In field hockey, a penalty stroke, sometimes known as a penalty flick, is the most severe penalty given. It is predominantly awarded when a foul has prevented a certain goal from being scored or for a deliberate infringement by a defender in the penalty circle.

==Awarding a penalty stroke==
There are two reasons why a penalty stroke may be awarded:
- For an intentional foul on an attacker who has possession of or opportunity to play the ball in the circle
- For a foul in the penalty circle that prevents "the probable scoring of a goal".

==Procedure==
Upon the awarding of a penalty stroke, time in the match is stopped. The penalty stroke is between any chosen attacking player and the defensive goalkeeper. (Note: Defensive teams are permitted to play without a normal goalkeeper—either having a player with goalkeeping privileges, sometimes known as a "kicking back", or having no goalkeeper.
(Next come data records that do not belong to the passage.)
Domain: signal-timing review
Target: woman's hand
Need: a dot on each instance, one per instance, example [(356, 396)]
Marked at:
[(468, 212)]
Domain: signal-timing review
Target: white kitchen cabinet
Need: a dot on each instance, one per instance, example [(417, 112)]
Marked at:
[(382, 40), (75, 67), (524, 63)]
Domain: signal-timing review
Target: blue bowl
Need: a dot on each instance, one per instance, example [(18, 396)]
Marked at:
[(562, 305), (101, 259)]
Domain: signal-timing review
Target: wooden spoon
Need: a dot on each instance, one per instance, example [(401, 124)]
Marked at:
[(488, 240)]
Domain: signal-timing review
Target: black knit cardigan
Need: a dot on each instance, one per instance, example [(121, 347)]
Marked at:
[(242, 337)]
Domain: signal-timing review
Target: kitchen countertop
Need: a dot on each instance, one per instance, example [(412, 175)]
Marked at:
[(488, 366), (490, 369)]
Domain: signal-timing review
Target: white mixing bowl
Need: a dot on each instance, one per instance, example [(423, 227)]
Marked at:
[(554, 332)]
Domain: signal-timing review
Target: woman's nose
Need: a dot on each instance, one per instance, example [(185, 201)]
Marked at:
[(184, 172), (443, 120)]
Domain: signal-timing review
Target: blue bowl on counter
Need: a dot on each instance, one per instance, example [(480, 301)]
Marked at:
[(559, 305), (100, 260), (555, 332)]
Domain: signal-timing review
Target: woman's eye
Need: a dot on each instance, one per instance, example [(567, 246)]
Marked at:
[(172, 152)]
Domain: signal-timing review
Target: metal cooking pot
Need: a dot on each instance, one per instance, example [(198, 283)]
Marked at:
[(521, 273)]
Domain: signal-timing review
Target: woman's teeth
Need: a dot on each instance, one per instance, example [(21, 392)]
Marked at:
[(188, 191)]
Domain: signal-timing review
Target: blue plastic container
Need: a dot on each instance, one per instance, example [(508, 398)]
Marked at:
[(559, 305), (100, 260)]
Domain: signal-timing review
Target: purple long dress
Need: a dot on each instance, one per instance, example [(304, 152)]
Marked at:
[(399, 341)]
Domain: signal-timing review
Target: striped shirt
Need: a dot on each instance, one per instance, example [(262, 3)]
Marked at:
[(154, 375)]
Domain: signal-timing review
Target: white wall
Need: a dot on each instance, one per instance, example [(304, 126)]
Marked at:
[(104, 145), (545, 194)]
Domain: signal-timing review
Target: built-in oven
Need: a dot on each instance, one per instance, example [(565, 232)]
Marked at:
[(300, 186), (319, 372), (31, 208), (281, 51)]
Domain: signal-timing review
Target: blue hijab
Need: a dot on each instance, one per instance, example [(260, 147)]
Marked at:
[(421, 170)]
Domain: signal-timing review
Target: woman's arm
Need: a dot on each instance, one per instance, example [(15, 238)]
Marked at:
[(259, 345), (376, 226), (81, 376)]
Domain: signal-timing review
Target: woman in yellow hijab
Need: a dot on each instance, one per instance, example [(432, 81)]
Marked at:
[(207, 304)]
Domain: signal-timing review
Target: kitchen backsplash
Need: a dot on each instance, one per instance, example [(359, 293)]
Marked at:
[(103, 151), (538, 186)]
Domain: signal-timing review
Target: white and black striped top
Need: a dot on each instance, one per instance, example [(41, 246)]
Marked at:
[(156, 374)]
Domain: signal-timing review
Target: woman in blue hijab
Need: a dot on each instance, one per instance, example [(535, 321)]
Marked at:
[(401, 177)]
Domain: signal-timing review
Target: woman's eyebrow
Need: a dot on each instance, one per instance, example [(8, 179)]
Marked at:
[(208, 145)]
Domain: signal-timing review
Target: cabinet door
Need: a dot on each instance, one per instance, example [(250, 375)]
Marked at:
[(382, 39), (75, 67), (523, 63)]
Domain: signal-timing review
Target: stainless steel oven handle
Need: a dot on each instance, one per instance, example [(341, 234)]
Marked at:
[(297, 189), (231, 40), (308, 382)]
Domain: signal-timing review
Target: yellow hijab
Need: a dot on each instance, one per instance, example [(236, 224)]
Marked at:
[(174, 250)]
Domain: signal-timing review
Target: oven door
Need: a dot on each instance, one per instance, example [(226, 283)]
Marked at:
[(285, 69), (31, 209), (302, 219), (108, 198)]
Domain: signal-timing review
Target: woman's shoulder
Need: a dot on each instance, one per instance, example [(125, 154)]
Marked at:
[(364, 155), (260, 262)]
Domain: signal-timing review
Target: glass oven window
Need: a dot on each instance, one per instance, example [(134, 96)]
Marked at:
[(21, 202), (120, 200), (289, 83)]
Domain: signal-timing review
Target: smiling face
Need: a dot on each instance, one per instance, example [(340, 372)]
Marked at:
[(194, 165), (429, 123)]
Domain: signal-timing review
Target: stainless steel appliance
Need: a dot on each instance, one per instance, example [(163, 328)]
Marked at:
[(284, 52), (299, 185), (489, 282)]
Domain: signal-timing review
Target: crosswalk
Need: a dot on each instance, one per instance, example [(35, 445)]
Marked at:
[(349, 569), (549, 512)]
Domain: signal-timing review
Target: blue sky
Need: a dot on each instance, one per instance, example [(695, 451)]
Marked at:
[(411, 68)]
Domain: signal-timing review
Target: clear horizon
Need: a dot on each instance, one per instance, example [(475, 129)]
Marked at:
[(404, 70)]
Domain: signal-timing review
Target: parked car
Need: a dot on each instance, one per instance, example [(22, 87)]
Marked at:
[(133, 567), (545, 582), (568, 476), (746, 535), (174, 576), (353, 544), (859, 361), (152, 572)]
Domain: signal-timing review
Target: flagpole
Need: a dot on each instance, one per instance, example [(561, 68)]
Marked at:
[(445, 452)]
A player with goalkeeping privileges wears protective headgear and can prevent a goal in the same way as a goalkeeper. If there is no goalkeeper, a chosen defensive player must wear a face-mask and is only permitted to prevent a goal with their stick.) The penalty stroke is taken from the penalty spot which is 6.4 m directly in front of the centre of the goal. Before the penalty stroke is taken, the goalkeeper must be standing with both feet on the goal line and the attacker within playing distance of the ball. When the umpire blows the whistle, the attacker may play the ball at goal using a "push, flick or scoop" motion. (Note: The "dragging" motion, or drag-flick, often seen at a penalty corner is not permitted.) The attacking player must not feint and can only play the ball once (there is no rebound); the goalkeeper is not permitted to move their feet until the ball is played. A goal is scored if the ball completely crosses the line. Otherwise, play resumes with a defensive 15 m free-hit. Any infringement by an attacking player during the stroke concludes in the same result, an infringement by a defensive player may result in the penalty stroke being retaken if a goal has not been scored.

==History==
The first equivalent penalty in the rules was introduced in 1908 and known as a penalty bully, a form of bully-off between the offending player and any player from the attacking team. Other players could not take part until the penalty bully was complete and had to remain outside the penalty circle; in 1909 this was revised to remaining beyond the 25-yard line (now known as the 23-metre line). The penalty bully would cease when either a goal had been scored or the ball was played out of the penalty circle or over the back line by the attacker. Play was then resumed with a normal bully-off at the centre of the 25-yard line. If the ball was played over the back line by the defender (outside the goal) then the penalty bully was retaken. A foul during the penalty bully could result in a penalty goal.

In 1963, the penalty stroke replaced the penalty bully and was awarded for deliberately stopping a certain goal. Then the penalty spot was 8 yd from goal. In 1973, a stroke could also be awarded for a deliberate foul in the circle. The penalty spot was moved to its current position in 1974. Penalty goals could also be awarded for intentional fouls during a penalty stroke until 2009.